9. Remember that you were a couple first
Parenting can become all-consuming, says family and parenting coach Stephanie Dawson-Cosser. Parents are often so exhausted from juggling the demands of caring for a baby and working that they forget to nurture their relationship.
Parenting can feel amazing in the beginning, but somewhere amid the nappies, sleepless nights and aching boobs, the joy of your relationship can get lost. Parents need to continually kindle the magic between them because it feeds the wonder between parent and child. Make time for yourselves as a couple, urges Stephanie.
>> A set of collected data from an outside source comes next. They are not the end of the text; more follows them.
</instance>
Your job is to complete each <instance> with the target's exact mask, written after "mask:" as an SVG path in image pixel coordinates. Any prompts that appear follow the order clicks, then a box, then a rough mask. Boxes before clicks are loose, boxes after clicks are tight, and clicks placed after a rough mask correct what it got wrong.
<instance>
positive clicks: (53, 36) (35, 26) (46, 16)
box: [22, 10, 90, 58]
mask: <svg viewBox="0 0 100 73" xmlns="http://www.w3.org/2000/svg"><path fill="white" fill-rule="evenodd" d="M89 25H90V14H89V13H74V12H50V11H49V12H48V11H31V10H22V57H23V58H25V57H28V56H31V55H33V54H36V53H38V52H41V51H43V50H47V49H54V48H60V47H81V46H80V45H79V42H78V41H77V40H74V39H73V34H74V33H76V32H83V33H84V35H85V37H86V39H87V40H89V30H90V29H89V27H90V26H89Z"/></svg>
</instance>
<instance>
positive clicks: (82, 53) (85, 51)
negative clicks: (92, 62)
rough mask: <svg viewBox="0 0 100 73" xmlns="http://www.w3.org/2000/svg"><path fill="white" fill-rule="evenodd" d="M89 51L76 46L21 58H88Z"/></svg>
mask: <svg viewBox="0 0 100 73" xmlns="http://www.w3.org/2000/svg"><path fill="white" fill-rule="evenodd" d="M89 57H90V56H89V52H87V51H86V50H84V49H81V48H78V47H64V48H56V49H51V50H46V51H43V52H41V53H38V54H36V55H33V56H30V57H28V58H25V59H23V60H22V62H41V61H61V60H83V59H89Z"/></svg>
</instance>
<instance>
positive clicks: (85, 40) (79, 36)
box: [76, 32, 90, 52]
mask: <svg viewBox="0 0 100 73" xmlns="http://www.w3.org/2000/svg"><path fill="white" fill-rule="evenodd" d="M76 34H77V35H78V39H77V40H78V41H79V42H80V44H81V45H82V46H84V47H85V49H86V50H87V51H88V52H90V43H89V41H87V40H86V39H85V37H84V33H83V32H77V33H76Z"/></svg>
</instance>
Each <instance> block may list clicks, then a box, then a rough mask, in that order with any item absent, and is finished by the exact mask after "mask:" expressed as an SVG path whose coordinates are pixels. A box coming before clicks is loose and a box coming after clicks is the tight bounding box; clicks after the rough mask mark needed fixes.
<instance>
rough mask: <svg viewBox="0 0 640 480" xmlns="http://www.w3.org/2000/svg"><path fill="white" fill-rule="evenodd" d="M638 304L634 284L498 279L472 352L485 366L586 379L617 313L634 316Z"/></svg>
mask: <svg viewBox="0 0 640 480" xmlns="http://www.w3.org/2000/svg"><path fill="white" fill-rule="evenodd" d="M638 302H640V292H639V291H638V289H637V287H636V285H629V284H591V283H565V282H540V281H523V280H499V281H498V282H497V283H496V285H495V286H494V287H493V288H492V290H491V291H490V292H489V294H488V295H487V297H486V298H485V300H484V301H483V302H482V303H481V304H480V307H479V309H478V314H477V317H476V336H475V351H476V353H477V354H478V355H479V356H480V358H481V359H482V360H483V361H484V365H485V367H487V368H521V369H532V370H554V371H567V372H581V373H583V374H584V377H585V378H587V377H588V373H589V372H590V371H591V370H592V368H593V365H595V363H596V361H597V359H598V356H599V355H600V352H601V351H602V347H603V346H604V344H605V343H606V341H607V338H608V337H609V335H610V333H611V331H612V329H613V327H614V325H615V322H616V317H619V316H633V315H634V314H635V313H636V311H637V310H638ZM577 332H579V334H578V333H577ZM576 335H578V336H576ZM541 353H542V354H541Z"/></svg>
It’s easy to enter parenthood blissfully blind until your differences in parenting styles come to the fore. Those differences can be a source of friction if you don’t keep the lines of communication open.
10. Don’t sweat the small stuff
The potential list of questions and choices when parenting is endless. Do I get a nanny? Do I send my baby to crèche? Should I co-sleep with my baby or put him in a cot? When is the best time to wean? Behind all these questions is the driving desire to do the best for your child, which is great − unless you’re aiming for an unattainable perfection that inevitably wears you down. So it helps, says Stephanie, to recognise that you never stop learning as a parent. Fretting over doing the ‘wrong thing’ or beating yourself up over a ‘mistake’ simply boxes your thinking into right and wrong and makes it easy to lose sight of what you’re doing well.
“Sometimes you’ll make choices that aren’t necessarily the best, but if you allow yourself a bit of breathing space and forgiveness you can let grace, love and gentleness in.”